Integrating and retrieving learning analytics data from heterogeneous platforms using ontology alignment: Graph-based approach
Mohd Hafizan Musa,
Sazilah Salam,
Siti Feirusz Ahmad Fesol,
Muhammad Syahmie Shabarudin,
Jack Febrian Rusdi,
Mohd Adili Norasikin,
Ibrahim Ahmad
Affiliations
Mohd Hafizan Musa
Fakulti Teknologi Maklumat dan Komunikasi, Universiti Teknikal Malaysia Melaka, 76100 Melaka, Malaysia; College of Computing, Informatics and Mathematics, Universiti Teknologi MARA, Cawangan Johor, Johor, Malaysia
Sazilah Salam
Fakulti Teknologi Maklumat dan Komunikasi, Universiti Teknikal Malaysia Melaka, 76100 Melaka, Malaysia; Web Science Institute, School of Electronics and Computer Science, Faculty of Engineering and Physical Sciences, University of Southampton, Southampton, UK; Corresponding author.
Siti Feirusz Ahmad Fesol
College of Computing, Informatics and Mathematics, Universiti Teknologi MARA, Cawangan Melaka, Melaka, Malaysia
Muhammad Syahmie Shabarudin
Fakulti Teknologi Maklumat dan Komunikasi, Universiti Teknikal Malaysia Melaka, 76100 Melaka, Malaysia
Jack Febrian Rusdi
Program Studi Teknik Informatika, Universitas Teknologi Bandung, Bandung, Indonesia
Mohd Adili Norasikin
Fakulti Teknologi Maklumat dan Komunikasi, Universiti Teknikal Malaysia Melaka, 76100 Melaka, Malaysia
Ibrahim Ahmad
Fakulti Teknologi Maklumat dan Komunikasi, Universiti Teknikal Malaysia Melaka, 76100 Melaka, Malaysia
This study explores the possibility of integrating and retrieving heterogenous data across platforms by using ontology graph databases to enhance educational insights and enabling advanced data-driven decision-making. Motivated by some of the well-known universities and other Higher Education Institutions ontology, this study improvises the existing entities and introduces new entities in order to tackle a new topic identified from the preliminary interview conducted in the study to cover the study objective.
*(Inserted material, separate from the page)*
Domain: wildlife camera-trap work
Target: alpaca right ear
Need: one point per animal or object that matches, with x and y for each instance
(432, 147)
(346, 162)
The paper also proposes an innovative ontology, referred to as Student Performance and Course, to enhance resource management and evaluation mechanisms on course, students, and MOOC performance by the faculty. The model solves the issues of data accumulation and their heterogeneity, including the problem of having data in different formats and various semantic similarities, and is suitable for processing large amounts of data in terms of scalability. Thus, it also offers a way to confirm the process of data retrieval that is based on performance assessment with the help of an evaluation matrix.